Department of Pathology and Laboratory Medicine, University of Cincinnati College of Medicine, Cincinnati, Ohio.
J Am Soc Cytopathol. 2025 Mar-Apr;14(2):86-90. doi: 10.1016/j.jasc.2024.11.003. Epub 2024 Nov 30.
The United States Preventive Services Task Force (USPSTF) recommendation for cervical cancer screening includes the option to screen with high-risk human papilloma virus (hrHPV) alone, but some studies have reported that hrHPV testing alone missed precancerous and cancerous lesions. In this study, we evaluated the test performance characteristics of hrHPV in detecting cervical dysplasia with cervical cytology and biopsy as comparators.
We conducted a retrospective analysis of Papanicolaou smears between January and December 2019 performed at our institution with concurrent hrHPV and cytology testing. Cases were identified in the laboratory information system and abstracted data included patient age, hrHPV result, concurrent cytology result, and follow-up cervical biopsy result where available.
A total of 3748 cases were identified with concurrent hrHPV and cytology testing and 79 cases with concurrent hrHPV and biopsy results.
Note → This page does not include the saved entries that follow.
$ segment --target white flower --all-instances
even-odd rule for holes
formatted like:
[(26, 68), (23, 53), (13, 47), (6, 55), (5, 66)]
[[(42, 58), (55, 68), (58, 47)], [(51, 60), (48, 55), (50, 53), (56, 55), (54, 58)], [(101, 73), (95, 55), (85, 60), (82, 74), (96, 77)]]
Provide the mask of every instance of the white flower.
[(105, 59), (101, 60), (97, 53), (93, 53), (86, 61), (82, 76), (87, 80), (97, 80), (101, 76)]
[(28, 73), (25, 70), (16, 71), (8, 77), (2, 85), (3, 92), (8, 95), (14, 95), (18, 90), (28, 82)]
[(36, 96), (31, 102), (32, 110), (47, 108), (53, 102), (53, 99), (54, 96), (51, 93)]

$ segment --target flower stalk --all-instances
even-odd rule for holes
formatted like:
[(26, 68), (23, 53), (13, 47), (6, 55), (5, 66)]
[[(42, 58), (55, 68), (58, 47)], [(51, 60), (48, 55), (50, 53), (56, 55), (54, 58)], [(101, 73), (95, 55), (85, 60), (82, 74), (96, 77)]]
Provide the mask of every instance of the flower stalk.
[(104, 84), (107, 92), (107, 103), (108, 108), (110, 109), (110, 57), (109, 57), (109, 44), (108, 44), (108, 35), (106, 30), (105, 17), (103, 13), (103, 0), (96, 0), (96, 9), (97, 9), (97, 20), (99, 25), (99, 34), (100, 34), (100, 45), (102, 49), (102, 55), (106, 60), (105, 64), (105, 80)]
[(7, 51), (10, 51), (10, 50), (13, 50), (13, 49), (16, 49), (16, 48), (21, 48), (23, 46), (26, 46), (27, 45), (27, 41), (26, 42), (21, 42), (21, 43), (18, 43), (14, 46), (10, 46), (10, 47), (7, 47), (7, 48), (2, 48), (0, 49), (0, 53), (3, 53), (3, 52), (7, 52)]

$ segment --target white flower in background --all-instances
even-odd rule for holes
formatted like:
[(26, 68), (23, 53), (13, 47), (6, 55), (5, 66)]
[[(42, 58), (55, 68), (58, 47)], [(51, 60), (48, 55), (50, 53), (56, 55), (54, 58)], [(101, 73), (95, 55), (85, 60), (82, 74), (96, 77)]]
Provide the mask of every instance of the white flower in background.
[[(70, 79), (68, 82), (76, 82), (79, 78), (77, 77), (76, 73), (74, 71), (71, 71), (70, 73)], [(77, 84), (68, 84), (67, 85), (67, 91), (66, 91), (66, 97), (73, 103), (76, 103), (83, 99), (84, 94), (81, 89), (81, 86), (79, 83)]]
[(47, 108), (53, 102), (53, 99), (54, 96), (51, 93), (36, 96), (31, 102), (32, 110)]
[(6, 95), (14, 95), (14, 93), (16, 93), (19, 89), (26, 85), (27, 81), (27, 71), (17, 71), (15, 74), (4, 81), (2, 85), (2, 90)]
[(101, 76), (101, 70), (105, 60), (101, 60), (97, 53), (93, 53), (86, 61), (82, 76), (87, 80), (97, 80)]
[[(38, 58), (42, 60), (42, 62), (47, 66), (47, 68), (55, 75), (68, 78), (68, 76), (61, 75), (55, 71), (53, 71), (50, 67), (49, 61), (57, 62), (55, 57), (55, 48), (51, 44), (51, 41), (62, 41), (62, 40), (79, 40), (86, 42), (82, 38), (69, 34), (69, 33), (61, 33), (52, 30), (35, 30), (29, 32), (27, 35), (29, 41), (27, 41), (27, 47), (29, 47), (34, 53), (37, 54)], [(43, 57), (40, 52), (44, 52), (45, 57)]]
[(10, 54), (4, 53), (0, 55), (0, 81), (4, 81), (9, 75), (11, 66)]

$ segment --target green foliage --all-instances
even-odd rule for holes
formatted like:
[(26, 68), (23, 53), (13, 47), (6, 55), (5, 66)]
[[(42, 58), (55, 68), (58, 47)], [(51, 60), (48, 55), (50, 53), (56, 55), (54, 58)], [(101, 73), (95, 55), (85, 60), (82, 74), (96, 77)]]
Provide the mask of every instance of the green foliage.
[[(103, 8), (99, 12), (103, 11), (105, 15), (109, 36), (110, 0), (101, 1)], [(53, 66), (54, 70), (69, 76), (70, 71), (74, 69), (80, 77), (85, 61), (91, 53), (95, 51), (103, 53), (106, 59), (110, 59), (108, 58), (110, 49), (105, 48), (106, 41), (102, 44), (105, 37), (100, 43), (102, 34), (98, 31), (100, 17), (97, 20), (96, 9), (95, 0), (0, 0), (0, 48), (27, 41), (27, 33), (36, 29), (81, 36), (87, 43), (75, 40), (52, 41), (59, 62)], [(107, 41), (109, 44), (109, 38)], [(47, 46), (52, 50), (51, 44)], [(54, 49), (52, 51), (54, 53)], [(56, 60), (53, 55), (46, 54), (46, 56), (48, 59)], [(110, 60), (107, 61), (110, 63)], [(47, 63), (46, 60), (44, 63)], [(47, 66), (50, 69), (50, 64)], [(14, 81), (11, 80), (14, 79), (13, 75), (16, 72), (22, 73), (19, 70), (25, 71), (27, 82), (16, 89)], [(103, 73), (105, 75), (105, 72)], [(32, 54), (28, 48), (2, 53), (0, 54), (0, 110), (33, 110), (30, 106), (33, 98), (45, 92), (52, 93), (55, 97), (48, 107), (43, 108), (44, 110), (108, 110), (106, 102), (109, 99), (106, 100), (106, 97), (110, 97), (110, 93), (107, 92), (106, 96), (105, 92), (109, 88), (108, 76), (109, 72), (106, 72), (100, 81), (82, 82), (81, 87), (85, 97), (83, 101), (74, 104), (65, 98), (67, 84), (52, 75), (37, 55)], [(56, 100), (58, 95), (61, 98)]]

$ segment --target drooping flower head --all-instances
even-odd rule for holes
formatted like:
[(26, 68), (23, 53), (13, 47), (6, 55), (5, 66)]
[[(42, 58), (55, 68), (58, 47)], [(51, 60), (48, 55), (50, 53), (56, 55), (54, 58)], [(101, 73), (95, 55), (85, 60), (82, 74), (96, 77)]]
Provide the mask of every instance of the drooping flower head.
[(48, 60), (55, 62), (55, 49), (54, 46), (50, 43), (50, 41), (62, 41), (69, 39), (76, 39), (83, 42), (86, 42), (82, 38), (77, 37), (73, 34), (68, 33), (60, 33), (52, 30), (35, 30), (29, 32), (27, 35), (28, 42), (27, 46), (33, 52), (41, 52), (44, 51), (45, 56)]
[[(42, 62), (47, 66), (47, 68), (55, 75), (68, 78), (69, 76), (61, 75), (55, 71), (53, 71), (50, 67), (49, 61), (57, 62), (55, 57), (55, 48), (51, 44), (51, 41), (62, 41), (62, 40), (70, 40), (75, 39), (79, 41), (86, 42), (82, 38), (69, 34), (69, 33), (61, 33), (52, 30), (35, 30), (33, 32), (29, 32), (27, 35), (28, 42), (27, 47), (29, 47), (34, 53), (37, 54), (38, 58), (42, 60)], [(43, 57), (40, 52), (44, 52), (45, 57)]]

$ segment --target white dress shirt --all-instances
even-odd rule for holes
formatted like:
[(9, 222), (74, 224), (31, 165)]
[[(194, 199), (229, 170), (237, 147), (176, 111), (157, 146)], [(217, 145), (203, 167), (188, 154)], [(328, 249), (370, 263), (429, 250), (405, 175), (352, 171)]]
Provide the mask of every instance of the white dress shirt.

The sensitivity, specificity, positive predictive value (PPV), and negative predictive value (NPV) "hrHPV for detecting dysplasia on cytology was 70% (95% CI: 60.7%-77.8%), 98% (95% CI: 97.4%-98.4%), 53% (95% CI: 46.2%-58.8%), and 99% (95% 98.7%-99.2%), respectively (P value <0.00001). The sensitivity, specificity, PPV, and NPV of hrHPV for detecting dysplasia on biopsy was 76% (95% CI: 61.1%-86.7%), 30% (95% CI: 14.7%-49.4%), 64% (95% CI: 57.0%-70.5%), and 43% (95% CI: 46.6%-61.0%), respectively (P value <0.3).
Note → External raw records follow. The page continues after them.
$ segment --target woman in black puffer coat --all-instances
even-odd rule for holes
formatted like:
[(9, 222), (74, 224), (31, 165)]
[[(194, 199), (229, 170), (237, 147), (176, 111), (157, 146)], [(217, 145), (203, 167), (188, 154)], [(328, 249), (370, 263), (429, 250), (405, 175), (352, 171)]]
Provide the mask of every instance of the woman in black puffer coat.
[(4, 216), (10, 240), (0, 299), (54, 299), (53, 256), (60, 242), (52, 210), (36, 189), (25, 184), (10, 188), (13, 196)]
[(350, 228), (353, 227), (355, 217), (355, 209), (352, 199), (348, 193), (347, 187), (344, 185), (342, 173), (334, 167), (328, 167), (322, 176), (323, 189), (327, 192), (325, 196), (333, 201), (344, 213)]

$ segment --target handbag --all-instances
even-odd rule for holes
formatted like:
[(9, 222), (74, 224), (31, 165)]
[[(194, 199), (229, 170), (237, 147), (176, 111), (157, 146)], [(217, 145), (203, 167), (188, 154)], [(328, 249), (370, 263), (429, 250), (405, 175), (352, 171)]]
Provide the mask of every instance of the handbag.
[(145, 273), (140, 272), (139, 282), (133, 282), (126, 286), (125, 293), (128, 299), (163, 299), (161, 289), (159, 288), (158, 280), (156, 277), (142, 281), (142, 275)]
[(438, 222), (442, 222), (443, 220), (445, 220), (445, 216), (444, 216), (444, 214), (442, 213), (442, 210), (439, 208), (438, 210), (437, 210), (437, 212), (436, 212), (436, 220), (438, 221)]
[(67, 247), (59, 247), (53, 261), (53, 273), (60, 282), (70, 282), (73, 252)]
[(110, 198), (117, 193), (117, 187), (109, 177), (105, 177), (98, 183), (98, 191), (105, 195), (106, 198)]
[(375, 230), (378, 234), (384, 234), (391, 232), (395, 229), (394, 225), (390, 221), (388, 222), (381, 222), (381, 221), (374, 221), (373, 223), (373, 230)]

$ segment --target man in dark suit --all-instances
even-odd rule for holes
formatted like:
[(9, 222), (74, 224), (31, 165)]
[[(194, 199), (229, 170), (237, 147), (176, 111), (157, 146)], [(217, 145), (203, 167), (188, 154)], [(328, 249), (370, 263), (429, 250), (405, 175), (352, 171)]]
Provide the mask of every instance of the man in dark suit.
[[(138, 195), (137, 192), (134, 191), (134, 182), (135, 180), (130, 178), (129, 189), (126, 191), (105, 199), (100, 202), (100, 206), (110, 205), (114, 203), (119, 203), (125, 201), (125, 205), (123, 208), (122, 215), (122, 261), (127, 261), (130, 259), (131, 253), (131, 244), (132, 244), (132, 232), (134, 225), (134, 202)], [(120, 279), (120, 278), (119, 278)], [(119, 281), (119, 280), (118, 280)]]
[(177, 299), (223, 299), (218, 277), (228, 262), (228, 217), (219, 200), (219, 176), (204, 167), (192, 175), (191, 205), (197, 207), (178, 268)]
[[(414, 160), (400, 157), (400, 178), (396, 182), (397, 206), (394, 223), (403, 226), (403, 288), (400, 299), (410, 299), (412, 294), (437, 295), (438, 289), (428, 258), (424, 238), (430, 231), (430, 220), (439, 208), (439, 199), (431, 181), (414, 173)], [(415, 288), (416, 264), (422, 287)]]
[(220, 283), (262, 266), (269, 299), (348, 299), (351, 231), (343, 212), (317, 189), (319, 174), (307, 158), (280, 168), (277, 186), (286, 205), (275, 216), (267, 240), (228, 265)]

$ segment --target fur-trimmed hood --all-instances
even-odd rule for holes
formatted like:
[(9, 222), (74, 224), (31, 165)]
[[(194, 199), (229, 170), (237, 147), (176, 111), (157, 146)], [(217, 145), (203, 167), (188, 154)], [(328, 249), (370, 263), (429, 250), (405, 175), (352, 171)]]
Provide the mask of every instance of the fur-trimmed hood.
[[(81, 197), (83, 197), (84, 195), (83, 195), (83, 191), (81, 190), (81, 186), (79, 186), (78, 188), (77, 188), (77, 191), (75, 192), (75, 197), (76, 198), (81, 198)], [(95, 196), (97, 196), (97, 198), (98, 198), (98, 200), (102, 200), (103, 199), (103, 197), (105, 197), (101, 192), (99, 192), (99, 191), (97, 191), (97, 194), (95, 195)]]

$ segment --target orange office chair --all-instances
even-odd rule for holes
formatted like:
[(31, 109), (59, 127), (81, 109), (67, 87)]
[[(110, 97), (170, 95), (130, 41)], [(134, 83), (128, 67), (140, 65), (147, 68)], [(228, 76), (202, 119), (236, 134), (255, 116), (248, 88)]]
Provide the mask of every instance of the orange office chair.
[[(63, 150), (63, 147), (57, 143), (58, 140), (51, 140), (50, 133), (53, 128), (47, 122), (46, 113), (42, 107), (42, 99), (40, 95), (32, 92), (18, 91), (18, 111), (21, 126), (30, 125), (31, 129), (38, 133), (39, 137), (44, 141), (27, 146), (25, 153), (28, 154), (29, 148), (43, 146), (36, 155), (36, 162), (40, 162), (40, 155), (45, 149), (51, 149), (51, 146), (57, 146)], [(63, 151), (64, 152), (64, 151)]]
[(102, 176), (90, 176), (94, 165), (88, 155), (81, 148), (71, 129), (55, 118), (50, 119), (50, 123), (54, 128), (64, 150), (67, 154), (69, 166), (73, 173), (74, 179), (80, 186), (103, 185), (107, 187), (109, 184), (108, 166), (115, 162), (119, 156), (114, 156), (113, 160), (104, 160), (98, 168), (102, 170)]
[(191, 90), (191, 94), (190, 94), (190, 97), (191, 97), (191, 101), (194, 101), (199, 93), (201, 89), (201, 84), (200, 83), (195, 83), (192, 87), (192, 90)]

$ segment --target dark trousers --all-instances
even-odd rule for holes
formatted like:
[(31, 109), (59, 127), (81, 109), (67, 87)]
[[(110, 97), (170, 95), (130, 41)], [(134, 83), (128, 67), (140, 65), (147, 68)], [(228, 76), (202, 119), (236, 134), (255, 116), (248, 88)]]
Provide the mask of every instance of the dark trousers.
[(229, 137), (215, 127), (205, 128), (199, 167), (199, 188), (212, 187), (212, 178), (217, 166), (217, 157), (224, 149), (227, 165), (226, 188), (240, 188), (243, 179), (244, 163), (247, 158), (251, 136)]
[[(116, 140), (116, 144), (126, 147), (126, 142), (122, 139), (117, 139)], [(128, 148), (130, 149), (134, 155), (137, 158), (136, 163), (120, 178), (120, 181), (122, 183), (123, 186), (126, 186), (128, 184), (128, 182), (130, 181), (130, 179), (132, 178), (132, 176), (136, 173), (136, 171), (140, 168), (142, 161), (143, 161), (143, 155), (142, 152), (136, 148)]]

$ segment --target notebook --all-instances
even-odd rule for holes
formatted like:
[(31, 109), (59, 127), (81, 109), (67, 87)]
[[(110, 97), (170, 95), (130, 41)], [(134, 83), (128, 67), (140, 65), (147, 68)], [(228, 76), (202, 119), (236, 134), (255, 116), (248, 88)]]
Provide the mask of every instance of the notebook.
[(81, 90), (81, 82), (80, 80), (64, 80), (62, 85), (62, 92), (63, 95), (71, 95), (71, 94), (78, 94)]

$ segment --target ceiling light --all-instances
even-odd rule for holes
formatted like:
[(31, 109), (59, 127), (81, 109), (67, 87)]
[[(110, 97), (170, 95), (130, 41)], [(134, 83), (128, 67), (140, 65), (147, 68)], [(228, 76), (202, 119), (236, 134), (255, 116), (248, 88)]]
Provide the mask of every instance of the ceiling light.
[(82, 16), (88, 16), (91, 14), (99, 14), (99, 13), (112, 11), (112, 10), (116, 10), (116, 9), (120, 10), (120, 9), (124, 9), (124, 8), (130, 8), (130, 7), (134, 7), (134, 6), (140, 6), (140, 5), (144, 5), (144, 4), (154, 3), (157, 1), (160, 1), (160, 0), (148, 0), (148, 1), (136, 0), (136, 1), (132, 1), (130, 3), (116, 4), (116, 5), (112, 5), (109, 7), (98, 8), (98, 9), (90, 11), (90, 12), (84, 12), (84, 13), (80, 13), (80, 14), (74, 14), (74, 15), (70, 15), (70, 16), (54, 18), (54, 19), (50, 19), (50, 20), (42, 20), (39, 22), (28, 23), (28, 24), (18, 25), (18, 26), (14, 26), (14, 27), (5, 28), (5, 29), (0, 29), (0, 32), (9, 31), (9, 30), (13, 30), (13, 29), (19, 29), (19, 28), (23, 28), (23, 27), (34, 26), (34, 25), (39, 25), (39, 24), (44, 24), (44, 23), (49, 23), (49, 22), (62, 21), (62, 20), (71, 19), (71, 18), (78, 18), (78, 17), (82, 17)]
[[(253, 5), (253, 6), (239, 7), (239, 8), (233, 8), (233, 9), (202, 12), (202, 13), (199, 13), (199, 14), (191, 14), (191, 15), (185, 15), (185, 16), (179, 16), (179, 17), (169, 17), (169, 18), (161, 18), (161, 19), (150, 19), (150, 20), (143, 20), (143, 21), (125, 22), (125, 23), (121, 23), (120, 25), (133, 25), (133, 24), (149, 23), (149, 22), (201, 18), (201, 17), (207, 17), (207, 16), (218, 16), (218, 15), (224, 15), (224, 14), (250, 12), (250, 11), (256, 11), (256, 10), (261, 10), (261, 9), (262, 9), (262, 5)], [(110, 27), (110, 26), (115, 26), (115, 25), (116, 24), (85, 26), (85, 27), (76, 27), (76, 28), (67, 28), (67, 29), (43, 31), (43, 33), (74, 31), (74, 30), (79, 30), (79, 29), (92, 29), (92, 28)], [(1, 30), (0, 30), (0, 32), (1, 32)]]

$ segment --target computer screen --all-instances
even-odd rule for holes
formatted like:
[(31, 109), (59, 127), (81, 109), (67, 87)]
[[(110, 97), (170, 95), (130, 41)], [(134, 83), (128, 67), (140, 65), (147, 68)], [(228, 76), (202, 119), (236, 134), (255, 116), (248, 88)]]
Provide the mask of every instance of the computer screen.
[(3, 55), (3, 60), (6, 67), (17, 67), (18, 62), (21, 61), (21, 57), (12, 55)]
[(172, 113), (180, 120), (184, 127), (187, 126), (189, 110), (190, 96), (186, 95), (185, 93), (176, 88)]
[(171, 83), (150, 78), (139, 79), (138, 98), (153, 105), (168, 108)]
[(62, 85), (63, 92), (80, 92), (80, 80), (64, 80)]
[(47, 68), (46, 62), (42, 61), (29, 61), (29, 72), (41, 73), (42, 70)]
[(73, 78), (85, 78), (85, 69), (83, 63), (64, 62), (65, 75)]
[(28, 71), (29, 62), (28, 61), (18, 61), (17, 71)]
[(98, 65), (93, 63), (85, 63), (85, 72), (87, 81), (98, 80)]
hrHPV testing alone would have missed 30% of dysplastic samples identified by cytology and 24% of dysplastic samples confirmed by cervical biopsy. These findings support a comprehensive strategy of dual cervical cancer screening with cytology and hrHPV testing.
美国预防服务工作组(USPSTF)关于宫颈癌筛查的建议包括单独使用高危型人乳头瘤病毒(hrHPV)进行筛查的选项,但一些研究报告称,仅进行hrHPV检测会遗漏癌前病变和癌性病变。在本研究中,我们以宫颈细胞学检查和活检作为对照,评估了hrHPV检测宫颈发育异常的检测性能特征。
我们对2019年1月至12月在我院进行的同时进行hrHPV和细胞学检测的巴氏涂片进行了回顾性分析。在实验室信息系统中识别病例,提取的数据包括患者年龄、hrHPV结果、同时进行的细胞学结果以及可用的后续宫颈活检结果。
共识别出3748例同时进行hrHPV和细胞学检测的病例,以及79例同时进行hrHPV和活检结果的病例。hrHPV检测细胞学发育异常的敏感性、特异性、阳性预测值(PPV)和阴性预测值(NPV)分别为70%(95%CI:60.7%-77.8%)、98%(95%CI:97.4%-98.4%)、53%(95%CI:46.2%-58.8%)和99%(95%CI:98.7%-99.2%)(P值<0.00001)。hrHPV检测活检发育异常的敏感性、特异性、PPV和NPV分别为76%(95%CI:61.1%-86.7%)、30%(95%CI:14.7%-49.4%)、64%(95%CI:57.0%-70.5%)和43%(95%CI:46.6%-61.0%)(P值<0.3)。
仅进行hrHPV检测会遗漏30%通过细胞学检查发现的发育异常样本和24%通过宫颈活检确诊的发育异常样本。这些发现支持采用细胞学检查和hrHPV检测相结合的综合宫颈癌筛查策略。